Whey protein concentrate is an effective choice for muscle building, and since it is a bit higher in fat, it often tastes better when compared to whey protein isolate. If you prefer a more subtle note of vanilla, we found that this protein powder has a light vanilla taste, rather than an overpowering, cake-like one.

What snack has the most protein? ›

High-Protein Snacks
  • Tuna and crackers. An entire can of light tuna in water is packed with about 27 grams of protein. ...
  • Salmon and crackers. Swap out the canned tuna for canned salmon, and the amount of protein skyrockets to as much as 72 grams. ...
  • “Cheesy” popcorn. ...
  • Nut butter with apples or celery.
Oct 26, 2023

What is the best protein fat snack? ›

String Cheese and Almonds

String cheese is an easy and portable snack option. Add in some nuts, such as almonds, and you have a variety of nutrients, including protein, filling fats, and dietary fiber—making this pairing a perfect high-protein snack.

What snack has 13 grams of protein? ›

Eggs. They're delicious, fast, and convenient. Hard boil a few so you can grab and go (or, if you don't mind the extra cost, buy them pre-boiled and peeled). Two delicious eggs have almost 13 grams of protein and less than 1 gram of net carbs, so they're a perfect low-carb snack option.

What is a 20 g protein snack? ›

A few protein options can help you consume 20g of protein within a snack. For example, Greek yogurt and tofu can have that amount in one serving.

What protein should I eat after workout or weights? ›

Some classic protein-rich post-workout staples include eggs, turkey breast, grilled chicken, beef jerky, plain and unsweetened Greek yogurt, tofu, edamame (with soy being a terrific plant protein option), and even quinoa — a complete plant-based protein alternative that offers all nine essential amino acids to boost ...

Is peanut butter enough protein after workout? ›

Peanut butter is an excellent source of protein, healthy fats, and carbohydrates, making it ideal for anyone looking to optimize their muscle recovery. It is a convenient and delicious snack and provides the nutrients necessary to support muscle recovery and improve overall performance.

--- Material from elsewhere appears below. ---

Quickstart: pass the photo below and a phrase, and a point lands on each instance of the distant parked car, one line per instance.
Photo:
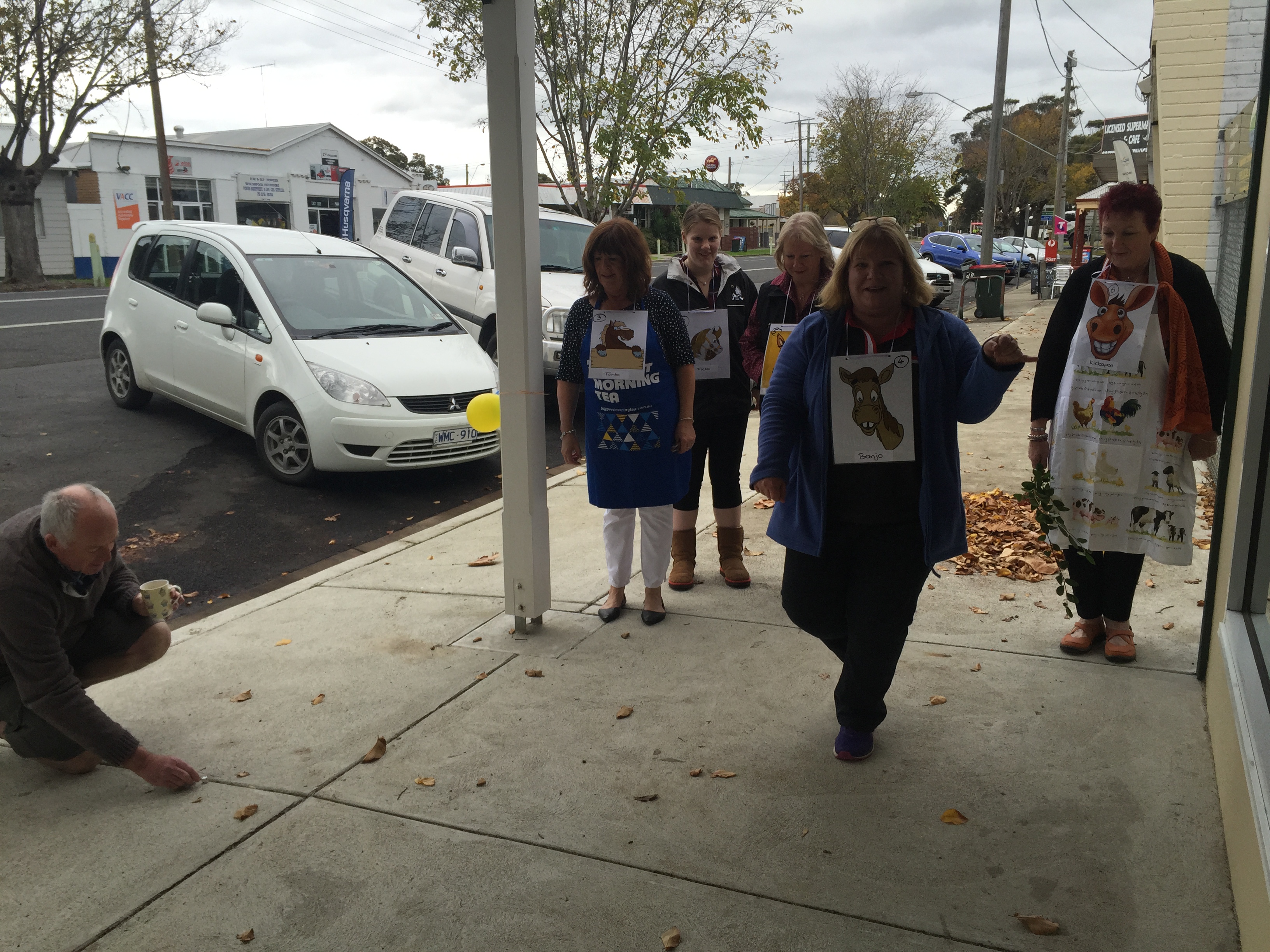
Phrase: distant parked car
(959, 253)
(330, 356)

Is it better to eat more protein the day after a workout? ›

Protein is important to help your muscles repair after exercise, whether you're lifting weights or not. You don't necessarily need to have a shake right after training though, dietitian Alix Turoff said. Consuming enough protein over the course of the day is most important, she said.

References

Top Articles
Latest Posts
Article information

Author: The Hon. Margery Christiansen

Last Updated:

Views: 6197

Rating: 5 / 5 (50 voted)

Reviews: 81% of readers found this page helpful

Author information

Name: The Hon. Margery Christiansen

Birthday: 2000-07-07

Address: 5050 Breitenberg Knoll, New Robert, MI 45409

Phone: +2556892639372

Job: Investor Mining Engineer

Hobby: Sketching, Cosplaying, Glassblowing, Genealogy, Crocheting, Archery, Skateboarding

Introduction: My name is The Hon. Margery Christiansen, I am a bright, adorable, precious, inexpensive, gorgeous, comfortable, happy person who loves writing and wants to share my knowledge and understanding with you.